Restaurants, cafés and bars rise and fall with popularity and it is not uncommon to see queues down the street for some of Tel Aviv's most popular eateries. Kosher and non-Kosher restaurants can be found throughout the country, although more secular cities such as Tel Aviv have considerably fewer kosher restaurants than Jerusalem.
Café culture is huge and there is little that Israelis would rather do than sip lattes or strong Arabic coffee and catch-up in one of the outdoor cafés. Funky, artistic, chic or cosy, cafés are the place to be seen. All serve food that range from hearty breakfasts to sandwiches, light lunches and local-favourite snacks.
Bars serve high quality food until the early hours of the morning and stock all international brands of spirits and soft drinks. Alcohol is expensive, however.

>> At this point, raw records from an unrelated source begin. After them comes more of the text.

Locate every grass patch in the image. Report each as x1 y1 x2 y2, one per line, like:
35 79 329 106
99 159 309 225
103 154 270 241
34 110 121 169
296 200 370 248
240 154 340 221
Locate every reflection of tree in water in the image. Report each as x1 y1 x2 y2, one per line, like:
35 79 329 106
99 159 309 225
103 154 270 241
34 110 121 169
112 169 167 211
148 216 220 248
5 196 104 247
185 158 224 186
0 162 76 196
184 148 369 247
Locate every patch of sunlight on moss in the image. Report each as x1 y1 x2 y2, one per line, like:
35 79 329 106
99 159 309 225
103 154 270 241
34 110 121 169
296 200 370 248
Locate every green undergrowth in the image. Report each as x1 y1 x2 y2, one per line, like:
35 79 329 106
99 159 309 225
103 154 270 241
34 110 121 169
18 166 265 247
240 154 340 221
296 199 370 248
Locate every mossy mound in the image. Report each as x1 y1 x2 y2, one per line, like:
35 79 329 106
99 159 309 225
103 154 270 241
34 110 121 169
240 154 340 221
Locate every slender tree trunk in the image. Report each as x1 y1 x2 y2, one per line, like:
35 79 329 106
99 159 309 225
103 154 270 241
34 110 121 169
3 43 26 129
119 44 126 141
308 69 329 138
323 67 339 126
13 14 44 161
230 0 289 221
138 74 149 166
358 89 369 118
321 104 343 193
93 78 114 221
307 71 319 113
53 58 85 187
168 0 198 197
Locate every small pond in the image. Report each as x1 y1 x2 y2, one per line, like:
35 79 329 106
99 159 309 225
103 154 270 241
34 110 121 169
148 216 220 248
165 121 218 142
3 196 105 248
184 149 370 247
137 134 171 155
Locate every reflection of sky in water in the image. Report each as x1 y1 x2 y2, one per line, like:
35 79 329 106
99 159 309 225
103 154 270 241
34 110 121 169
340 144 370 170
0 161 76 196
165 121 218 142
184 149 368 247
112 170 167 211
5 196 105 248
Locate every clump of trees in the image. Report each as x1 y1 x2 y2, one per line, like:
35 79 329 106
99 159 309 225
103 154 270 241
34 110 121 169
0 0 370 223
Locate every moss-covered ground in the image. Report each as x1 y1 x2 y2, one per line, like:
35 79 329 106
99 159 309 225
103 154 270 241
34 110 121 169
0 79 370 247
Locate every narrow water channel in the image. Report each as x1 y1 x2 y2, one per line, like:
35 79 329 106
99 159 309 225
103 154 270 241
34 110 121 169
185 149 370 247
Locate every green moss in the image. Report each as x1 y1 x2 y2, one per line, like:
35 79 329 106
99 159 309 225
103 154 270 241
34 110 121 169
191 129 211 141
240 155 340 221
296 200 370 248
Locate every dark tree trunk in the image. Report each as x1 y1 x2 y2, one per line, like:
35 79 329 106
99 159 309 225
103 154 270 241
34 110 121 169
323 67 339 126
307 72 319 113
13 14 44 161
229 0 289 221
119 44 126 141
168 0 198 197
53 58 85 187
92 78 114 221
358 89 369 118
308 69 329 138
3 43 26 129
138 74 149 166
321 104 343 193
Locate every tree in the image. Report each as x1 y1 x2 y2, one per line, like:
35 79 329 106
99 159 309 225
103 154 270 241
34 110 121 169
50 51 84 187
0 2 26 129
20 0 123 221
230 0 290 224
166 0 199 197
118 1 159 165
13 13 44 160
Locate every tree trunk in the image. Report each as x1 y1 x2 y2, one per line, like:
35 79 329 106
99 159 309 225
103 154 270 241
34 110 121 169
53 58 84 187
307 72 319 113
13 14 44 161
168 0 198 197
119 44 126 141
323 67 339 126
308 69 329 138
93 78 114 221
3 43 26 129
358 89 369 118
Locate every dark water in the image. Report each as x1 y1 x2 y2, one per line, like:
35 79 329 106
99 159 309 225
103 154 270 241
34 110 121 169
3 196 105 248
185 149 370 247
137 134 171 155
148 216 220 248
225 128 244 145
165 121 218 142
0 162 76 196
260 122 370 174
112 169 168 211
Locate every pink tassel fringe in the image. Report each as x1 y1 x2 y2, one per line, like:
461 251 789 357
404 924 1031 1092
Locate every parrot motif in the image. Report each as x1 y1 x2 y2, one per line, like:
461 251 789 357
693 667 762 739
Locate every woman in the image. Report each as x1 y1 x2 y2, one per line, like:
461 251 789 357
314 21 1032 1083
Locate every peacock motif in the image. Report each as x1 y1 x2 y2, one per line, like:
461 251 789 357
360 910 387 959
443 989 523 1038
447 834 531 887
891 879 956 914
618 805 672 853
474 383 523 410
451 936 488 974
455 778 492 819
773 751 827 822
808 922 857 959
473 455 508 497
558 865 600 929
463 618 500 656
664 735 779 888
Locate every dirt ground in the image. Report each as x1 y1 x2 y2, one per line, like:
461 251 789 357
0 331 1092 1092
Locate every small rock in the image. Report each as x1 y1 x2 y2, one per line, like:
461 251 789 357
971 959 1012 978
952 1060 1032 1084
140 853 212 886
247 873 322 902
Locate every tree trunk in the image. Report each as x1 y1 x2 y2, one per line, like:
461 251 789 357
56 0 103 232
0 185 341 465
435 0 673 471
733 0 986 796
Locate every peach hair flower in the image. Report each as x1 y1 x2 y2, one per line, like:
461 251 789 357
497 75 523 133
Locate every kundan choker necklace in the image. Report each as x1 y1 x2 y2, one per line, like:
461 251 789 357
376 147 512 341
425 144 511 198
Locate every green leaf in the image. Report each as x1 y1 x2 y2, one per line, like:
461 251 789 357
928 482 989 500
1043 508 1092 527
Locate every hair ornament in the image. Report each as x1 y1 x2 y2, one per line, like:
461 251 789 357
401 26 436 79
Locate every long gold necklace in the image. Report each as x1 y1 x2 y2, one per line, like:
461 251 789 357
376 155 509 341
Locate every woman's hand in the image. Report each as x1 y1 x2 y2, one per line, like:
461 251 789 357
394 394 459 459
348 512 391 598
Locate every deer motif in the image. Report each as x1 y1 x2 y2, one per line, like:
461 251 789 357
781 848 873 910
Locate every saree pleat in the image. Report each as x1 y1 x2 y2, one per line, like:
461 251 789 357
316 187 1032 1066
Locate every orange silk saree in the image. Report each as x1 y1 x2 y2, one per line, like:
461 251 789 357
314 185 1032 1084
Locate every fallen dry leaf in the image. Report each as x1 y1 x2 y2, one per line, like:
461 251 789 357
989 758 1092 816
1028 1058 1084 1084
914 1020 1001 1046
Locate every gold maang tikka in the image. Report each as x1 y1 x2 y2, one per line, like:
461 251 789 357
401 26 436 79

• Falafel (deep-fried balls of mashed chickpeas and herbs) in a pita bread, with hummus (ground chickpeas), tahini (sesame seed sauce) and salads.
• Salads, which include savoury vegetable dishes served cold, such as aubergines.
• Shishlik (charcoal-grilled meat on a skewer).
• Shwarma (slices of grilled meat served in a pita bread with salad).
• Ashkenazi classics like cholent (Shabbat meat stew) and gefilte fish, a white fish dish.
• Burekas (small pastry parcels) eaten on Friday mornings. They can be stuffed with mushroom, cheese, potato, spinach or meat.
• Shakshuka (a brunch or breakfast dish consisting of tomatoes, onions and eggs eaten with pita).
• Limonana invented in the early 1990s, is lemonade made with freshly squeezed lemon and mint is a summer staple. Rimonana is of a similar nature, but is made with pomegranate juice and mint.
• Shoko b'Sakit (chocolate in a bag) is also popular, particularly among youths, is chocolate milk in a bag that can be bought in supermarkets and gas stations.
Things to know
The Hebrew word kosher means conforming to Jewish religious laws. There are several detailed rules – not eating dairy in the same meal as meat and avoiding pork and shellfish are the most significant to visitors. Eateries in Israel will display a kosher certificate denoting whether they abide by these rules. In Tel Aviv many restaurants and café’s do not serve kosher food, although in cities such as Jerusalem most will be kosher.
Israelis tip 12-15% in restaurants and cafes. Often this is added to the bill, but if service was not satisfactory you can ask to have it removed.